Entrevista

Entrevista com o Advogado e professor Thiago Oliveira Castro Vieira

Thiago Oliveira Castro Vieira é advogado e professor, graduado pela Universidade Católica do Salvador – UCSAL, adquiriu amplo conhecimento e experiência nos ramos do Direito Eletrônico e do Direito Público (Penal, Processual Penal e Administrativo). Engajou-se ainda em causas sociais na luta a favor dos Direitos Humanos, tendo integrado a Diretoria do Patronato de Presos e Egressos do Estado da Bahia, na gestão de 2002, na qualidade de Corregedor Geral e fundado a Associação Safernet Brasil, ONG que se consolidou como referência no enfrentamento aos crimes e violações aos Direitos Humanos na Internet. Membro da Comissão Especial da Informática Jurídica da OAB/Bahia.

No Dia Nacional de Luta das Pessoas Deficientes, 21 de setembro, o Ministério da Educação – MEC publicou dados estatísticos que apontam que quase metade das crianças e adolescentes (48%) com algum tipo de deficiência e que recebem o Benefício de Prestação Continuada (BPC) está fora da escola. Esse percentual equivale a cerca de 200 mil jovens, que por lei deveriam estar estudando em um curso de formação regular, mas não estão. Estima-se que a exclusão de deficientes seja muito maior quando se trata de cursos de educação complementares, como por exemplo, de língua estrangeira ou preparatório para concursos, onde não há lei ordinária regulamentando a matéria.
No mesmo dia também foi publicada a decisão da 4ª Turma Recursal do Tribunal de Justiça da Bahia que determinou que um curso preparatório para concurso de residência médica promovesse adaptações em seu material didático para incluir um portador de daltonismo.

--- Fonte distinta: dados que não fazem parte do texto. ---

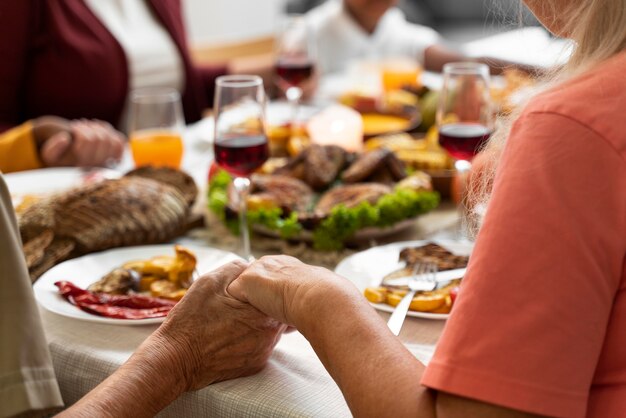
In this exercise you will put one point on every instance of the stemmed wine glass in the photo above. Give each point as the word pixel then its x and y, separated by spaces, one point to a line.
pixel 465 118
pixel 295 57
pixel 240 140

DIREITOS – Em que consiste o caso?

Thiago Oliveira Castro Vieira – O material didático fornecido pelo curso possuía um sistema de codificação em cores, impossível de ser decifrado sem a exata percepção destas. Um aluno, portador de uma deficiência sensorial caracterizada pela incapacidade de diferenciar todas ou algumas cores, popularmente conhecida como daltonismo, solicitou que o curso promovesse uma pequena adaptação no material didático, tornando possível a absorção das informações. Quando as cores são o único método de transmissão da informação os daltônicos são incapazes de acessá-la.

A recusa da empresa em fornecer o material didático em formato compatível com a deficiência do aluno, se baseava no argumento de que é um curso livre e eletivo, não tendo obrigação de promover qualquer adaptação para incluir os deficientes. Ou seja, na ótica da empresa ao portador de deficiência só está assegurada a educação básica e estatal. Sendo privativo das pessoas ditas “normais” o acesso a educação complementar.

A decisão da 4ª Turma Recursal do Tribunal de Justiça da Bahia, fundamentada na Constituição Federal de 1988 e em tratados internacionais, diz exatamente o contrário. Ficou assentado que aos portadores de deficiência é assegurado o direito de acesso ao mais amplo conhecimento, bem como o pleno exercício de sua condição humana, em que igualdade de direitos e obrigações.

DIREITOS – Qual a importânciadessa decisão para os portadores de daltonismo?

Thiago Oliveira Castro Vieira – Estudos apontam que a discromatopsia atinge 8% a 10% dos homens e apenas 0,4% das mulheres, ou seja, cerca de 15 milhões de brasileiros, são acometidos pelo daltonismo em menor ou maior grau. A decisão da 4ª Turma Recursal é a primeira do Brasil que reconheceu que estes brasileiros são protegidos pelos direitos estabelecidos pela Convenção Interamericana para a Eliminação de Todas as Formas de Discriminação. Demais disso, também ficou afincado que empresas privadas não estão exoneradas de observar o princípio da dignidade da pessoa humana, não se admitindo, pois, qualquer forma de exclusão social de pessoas portadoras de deficiência.


Trata-se de um importante precedente, que certamente embasará futuras decisões em todo o país. O que beneficiará não apenas os daltônicos, mas todos os portadores de deficiência que necessitarem de adaptações em cursos complementares.